Students are not villains in this. If your entire education has told you that the goal is to produce the right shape of text on time, why wouldn’t you reach for the tool that does exactly that? If the system cares more about word counts and deadlines than about “did your brain actually wrestle with this?”, AI starts to look like a sensible life choice.
Universities, panicking, are trying to fix this with software that detects software. AI to sniff out AI. A technological snake chasing its own tail.
There are policies, declarations, serious meetings with very serious PowerPoints (really!?). Some people talk about going “back” to handwritten exams, as if a biro will save the soul of knowledge production.
It’s a bit like banning calculators and then handing everyone a smartphone. Technically principled. Practically pointless.
Because the real question isn’t “Did you use AI?”
It’s “Did you stop thinking when you did?
Letting AI start the argument, not finish it
There are ways to use these tools that actually sharpen thinking. They’re just slower and less glamorous.
You can ask an AI to poke holes in your argument. “Be rude. What am I missing? Who would disagree with this?”
You can ask it to summarise the mainstream view on something – then go hunting for everything that sits outside that summary.
You can use it to surface patterns in data, then deliberately chase the outliers instead of the averages.
The point isn’t to obey the machine. The point is to turn it into that annoying colleague who always plays devil’s advocate.
Of course, it only works if you have some critical muscle to begin with. The willingness to push back. To say “no, that’s wrong” or “that’s too neat” instead of “thank you, copy–paste.”
And that muscle is exactly what our current way of living, learning, and working is quietly dissolving.
- Critical thinking requires slowness.
- Room to doubt.
- Permission to not know for a bit.
None of that plays nicely with “move fast, ship more, optimise everything.”
Leaving AI in the airport lounge while
your brain catches the flight
So here we are building machines that can produce ideas-shaped objects at speed and raising humans who are increasingly measured by how well they keep up. Then we act shocked when no one has the time, energy, or courage to sit with a question long enough to actually add something new to the pot.

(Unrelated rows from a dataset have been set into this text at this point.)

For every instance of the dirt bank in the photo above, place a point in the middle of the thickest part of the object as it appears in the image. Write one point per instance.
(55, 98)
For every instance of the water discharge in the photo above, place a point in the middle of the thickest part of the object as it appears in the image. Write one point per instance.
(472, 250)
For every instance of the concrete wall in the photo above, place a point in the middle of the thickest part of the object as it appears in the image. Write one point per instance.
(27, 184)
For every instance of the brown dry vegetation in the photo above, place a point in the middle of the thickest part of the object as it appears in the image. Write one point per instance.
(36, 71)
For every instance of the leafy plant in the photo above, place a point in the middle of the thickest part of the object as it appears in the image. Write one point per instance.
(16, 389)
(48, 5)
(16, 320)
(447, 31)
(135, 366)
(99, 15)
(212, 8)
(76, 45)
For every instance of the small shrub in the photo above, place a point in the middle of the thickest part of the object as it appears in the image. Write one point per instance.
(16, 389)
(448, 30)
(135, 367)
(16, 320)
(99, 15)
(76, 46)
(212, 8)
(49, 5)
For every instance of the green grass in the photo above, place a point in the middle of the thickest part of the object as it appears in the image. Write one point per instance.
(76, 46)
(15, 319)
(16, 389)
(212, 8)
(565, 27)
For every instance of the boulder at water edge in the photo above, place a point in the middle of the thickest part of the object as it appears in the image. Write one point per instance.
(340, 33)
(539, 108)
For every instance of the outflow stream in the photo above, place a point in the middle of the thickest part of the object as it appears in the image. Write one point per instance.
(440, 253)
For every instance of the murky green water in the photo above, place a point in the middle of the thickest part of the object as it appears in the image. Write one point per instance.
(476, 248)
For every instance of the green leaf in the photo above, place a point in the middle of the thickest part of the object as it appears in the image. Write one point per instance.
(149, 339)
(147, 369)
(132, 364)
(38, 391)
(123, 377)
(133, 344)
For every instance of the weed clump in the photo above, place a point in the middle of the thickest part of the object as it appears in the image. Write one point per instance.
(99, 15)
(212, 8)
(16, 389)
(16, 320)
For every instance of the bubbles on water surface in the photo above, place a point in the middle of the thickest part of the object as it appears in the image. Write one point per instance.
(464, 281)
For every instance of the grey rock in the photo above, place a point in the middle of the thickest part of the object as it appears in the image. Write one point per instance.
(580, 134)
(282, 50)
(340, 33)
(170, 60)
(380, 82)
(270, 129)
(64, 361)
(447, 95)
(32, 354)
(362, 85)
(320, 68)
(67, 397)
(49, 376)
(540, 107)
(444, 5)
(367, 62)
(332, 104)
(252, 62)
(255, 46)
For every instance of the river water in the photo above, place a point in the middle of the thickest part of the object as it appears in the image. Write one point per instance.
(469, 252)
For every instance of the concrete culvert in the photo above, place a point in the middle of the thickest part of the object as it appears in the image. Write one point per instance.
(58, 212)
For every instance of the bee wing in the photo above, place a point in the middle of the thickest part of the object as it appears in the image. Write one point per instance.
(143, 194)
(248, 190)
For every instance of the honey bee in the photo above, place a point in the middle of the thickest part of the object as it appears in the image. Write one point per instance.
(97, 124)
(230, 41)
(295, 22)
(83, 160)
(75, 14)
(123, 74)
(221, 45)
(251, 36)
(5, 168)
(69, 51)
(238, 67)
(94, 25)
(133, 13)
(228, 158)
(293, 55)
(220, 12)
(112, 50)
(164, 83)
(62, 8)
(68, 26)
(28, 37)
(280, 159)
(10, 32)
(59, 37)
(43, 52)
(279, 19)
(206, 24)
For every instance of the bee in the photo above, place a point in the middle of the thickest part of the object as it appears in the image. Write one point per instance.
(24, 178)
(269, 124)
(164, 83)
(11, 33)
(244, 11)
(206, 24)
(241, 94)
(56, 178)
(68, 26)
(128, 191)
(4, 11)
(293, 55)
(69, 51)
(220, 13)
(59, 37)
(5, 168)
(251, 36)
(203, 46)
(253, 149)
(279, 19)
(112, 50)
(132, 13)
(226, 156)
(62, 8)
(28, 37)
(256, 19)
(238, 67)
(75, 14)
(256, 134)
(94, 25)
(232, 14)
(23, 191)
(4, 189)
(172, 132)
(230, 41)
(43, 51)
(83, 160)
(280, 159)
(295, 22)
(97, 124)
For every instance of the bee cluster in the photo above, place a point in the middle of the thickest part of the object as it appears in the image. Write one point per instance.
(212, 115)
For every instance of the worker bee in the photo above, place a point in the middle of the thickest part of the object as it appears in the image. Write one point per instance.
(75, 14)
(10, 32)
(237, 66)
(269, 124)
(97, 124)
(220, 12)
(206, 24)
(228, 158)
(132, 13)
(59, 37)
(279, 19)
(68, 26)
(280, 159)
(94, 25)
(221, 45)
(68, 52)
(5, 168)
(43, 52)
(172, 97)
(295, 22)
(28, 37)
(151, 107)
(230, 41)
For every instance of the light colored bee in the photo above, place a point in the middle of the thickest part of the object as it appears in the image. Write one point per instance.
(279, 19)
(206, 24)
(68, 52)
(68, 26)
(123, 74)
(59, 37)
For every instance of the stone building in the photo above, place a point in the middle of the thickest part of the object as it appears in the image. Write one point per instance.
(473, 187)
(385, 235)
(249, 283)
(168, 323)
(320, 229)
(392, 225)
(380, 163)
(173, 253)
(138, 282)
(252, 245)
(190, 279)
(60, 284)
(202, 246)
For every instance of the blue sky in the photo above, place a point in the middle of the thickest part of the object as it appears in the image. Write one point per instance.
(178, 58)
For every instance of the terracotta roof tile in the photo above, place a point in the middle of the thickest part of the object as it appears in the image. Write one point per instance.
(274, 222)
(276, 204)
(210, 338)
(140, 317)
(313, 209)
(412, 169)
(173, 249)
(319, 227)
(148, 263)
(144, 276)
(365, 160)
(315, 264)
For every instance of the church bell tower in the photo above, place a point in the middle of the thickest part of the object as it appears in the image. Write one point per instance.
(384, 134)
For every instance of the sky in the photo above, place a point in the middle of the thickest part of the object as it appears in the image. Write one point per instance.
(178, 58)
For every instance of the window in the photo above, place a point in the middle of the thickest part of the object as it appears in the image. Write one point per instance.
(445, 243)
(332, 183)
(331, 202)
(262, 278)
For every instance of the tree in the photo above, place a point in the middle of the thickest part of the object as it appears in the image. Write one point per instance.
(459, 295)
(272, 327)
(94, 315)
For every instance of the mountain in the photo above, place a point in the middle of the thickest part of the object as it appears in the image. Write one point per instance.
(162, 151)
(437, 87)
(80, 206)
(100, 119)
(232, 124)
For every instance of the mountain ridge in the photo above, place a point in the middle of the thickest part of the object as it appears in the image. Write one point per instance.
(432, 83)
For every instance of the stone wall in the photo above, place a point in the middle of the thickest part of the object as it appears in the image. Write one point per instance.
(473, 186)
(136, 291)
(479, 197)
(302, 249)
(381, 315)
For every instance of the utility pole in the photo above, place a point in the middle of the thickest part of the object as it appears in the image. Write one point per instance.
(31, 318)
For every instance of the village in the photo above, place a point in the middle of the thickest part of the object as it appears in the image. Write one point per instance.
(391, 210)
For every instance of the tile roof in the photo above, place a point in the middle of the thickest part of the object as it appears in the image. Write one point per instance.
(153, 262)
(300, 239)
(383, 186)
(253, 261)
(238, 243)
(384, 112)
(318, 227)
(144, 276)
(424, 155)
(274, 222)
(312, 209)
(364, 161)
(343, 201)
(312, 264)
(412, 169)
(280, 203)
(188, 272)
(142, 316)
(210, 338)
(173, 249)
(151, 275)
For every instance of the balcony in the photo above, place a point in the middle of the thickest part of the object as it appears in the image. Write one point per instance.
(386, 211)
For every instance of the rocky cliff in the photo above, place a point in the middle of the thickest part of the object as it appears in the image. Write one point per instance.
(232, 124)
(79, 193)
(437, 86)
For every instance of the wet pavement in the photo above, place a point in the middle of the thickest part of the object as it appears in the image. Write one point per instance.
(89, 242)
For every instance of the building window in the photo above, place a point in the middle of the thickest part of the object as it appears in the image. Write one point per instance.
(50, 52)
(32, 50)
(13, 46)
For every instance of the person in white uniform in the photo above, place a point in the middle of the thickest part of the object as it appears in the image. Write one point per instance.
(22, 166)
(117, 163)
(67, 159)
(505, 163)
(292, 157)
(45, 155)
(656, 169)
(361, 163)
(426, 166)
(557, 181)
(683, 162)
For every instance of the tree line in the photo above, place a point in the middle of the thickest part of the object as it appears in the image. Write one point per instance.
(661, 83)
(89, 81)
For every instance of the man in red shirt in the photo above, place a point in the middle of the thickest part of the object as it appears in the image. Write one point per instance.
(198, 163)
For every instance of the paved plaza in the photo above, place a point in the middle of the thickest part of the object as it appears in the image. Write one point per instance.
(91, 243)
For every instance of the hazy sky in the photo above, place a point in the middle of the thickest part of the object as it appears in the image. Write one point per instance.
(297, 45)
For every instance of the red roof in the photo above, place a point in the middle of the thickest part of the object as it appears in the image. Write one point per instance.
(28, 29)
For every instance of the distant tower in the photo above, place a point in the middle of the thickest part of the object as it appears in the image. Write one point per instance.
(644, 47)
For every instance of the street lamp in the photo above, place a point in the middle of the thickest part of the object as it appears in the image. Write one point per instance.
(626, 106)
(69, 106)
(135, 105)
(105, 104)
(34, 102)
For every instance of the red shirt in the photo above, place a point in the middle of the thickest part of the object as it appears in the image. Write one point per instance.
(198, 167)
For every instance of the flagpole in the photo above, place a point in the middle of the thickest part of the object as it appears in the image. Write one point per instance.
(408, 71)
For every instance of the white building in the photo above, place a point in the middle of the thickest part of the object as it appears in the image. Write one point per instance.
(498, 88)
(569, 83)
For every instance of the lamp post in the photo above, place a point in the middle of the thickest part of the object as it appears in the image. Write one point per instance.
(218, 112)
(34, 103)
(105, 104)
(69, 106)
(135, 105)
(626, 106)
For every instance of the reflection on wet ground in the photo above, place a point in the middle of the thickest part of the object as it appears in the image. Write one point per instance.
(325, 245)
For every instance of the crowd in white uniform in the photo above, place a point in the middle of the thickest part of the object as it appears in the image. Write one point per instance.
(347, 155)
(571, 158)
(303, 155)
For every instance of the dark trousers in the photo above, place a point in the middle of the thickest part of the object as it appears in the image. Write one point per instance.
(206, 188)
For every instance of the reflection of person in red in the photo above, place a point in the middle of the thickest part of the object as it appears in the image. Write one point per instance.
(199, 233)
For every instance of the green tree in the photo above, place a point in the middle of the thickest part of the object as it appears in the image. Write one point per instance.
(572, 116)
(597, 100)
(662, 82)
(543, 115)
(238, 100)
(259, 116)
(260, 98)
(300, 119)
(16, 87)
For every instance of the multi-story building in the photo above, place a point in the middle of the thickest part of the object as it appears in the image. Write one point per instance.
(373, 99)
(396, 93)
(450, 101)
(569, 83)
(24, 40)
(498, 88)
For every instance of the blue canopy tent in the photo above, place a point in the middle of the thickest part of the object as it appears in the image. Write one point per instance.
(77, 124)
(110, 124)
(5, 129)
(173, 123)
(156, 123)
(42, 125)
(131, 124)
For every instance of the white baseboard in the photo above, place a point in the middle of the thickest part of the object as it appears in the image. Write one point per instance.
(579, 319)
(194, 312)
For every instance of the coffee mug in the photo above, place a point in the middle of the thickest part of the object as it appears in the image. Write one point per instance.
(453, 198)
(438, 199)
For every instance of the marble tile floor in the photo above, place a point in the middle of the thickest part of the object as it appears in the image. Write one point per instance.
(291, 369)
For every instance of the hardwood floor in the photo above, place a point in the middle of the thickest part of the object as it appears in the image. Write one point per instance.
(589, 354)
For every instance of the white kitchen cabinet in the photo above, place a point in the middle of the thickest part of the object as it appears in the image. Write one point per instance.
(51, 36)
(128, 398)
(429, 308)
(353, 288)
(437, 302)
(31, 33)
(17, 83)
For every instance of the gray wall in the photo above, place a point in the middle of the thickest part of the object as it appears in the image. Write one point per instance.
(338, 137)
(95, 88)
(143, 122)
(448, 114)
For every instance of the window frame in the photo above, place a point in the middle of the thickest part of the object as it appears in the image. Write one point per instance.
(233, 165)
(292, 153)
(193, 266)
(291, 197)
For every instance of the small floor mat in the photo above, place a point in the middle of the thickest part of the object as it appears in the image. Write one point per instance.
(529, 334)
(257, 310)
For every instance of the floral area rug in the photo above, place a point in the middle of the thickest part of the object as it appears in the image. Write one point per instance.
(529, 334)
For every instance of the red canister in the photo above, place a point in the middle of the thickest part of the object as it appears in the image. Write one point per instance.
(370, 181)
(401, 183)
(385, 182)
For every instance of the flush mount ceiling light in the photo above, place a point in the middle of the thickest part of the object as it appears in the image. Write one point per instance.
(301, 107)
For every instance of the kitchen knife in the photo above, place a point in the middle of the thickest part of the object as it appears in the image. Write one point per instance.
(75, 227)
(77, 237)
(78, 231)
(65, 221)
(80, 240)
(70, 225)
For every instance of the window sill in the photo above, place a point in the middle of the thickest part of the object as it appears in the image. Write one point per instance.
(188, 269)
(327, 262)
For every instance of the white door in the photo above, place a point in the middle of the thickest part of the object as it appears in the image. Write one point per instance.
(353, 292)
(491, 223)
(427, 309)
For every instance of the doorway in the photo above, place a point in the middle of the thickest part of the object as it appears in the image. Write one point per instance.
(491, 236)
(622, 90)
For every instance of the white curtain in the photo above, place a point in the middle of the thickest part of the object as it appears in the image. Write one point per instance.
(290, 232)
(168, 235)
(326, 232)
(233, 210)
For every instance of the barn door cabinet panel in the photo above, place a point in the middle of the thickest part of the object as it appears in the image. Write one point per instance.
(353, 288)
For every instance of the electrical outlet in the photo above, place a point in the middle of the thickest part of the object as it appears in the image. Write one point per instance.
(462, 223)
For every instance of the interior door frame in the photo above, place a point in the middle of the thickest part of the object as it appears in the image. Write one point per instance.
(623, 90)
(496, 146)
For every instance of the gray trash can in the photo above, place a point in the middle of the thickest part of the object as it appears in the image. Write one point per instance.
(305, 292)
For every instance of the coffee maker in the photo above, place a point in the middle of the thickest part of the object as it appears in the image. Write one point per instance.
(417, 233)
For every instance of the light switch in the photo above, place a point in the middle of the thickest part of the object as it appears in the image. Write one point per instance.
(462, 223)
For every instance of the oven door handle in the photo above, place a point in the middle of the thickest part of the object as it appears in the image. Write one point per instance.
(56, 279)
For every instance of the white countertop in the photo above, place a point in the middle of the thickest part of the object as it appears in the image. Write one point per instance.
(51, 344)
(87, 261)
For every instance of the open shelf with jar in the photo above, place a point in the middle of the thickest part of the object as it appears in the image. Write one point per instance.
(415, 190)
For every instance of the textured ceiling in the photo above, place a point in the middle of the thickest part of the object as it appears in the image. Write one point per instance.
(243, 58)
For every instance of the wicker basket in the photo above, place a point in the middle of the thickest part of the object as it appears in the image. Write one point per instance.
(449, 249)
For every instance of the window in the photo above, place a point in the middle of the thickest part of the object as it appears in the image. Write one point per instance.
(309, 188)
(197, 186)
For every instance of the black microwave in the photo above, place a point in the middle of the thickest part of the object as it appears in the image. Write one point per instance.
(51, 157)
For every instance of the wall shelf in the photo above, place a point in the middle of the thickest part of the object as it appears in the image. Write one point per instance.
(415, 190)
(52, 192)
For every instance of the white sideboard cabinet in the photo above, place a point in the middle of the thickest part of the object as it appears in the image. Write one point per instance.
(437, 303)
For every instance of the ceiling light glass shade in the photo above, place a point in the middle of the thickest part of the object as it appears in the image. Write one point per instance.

Maybe originality, in the age of AI, is not about having a completely fresh idea. Those are rare and, frankly, often slightly suspicious. Maybe it’s about where you choose to stand.
Most AI systems are trained to migrate toward the centre – the average, the most probable next word, the dominant story. Perhaps the original move now is to step to the edges, on purpose. To use the machine to map the obvious, then go sniffing around in the places it doesn’t illuminate.
- The weird data point.
- The voice that barely appears in the corpus.
- The question that never quite gets asked.
You can let AI draft something and then argue with every paragraph. You can notice when your own writing suddenly sounds like the airport lounge and ask: “Where did I disappear in this?” And you can keep choosing, in small, stubborn ways, to do parts of the thinking yourself – not because the machine can’t, but because you don’t want to forget how.
Beyond what the AI can bluff
Getting back to my academic friends listening to discussions about the weary ritual of scrolling, marking, sighing. “I just want to hear them,” someone says. “The student. Not the system.”
That, in the end, is the thing no tool can manufacture. A human voice, carrying the marks of having wrestled with something difficult and not entirely succeeding. A mind that has bumped into its own limits and widened, just a bit.
AI will get better and better at faking that. It will sprinkle in imperfections, craft “authentic” little asides, maybe even confess to its own limitations in a very charming way.
But critical thinking – the decision to stop, question, and care about what you’re doing with your mind – still lives in one place only.
In people.
In you, staring at a blinking cursor, choosing not just whether to ask the machine for help, but to pause, question its answers, and rewrite at least one paragraph in your own uncertain words before you hit send.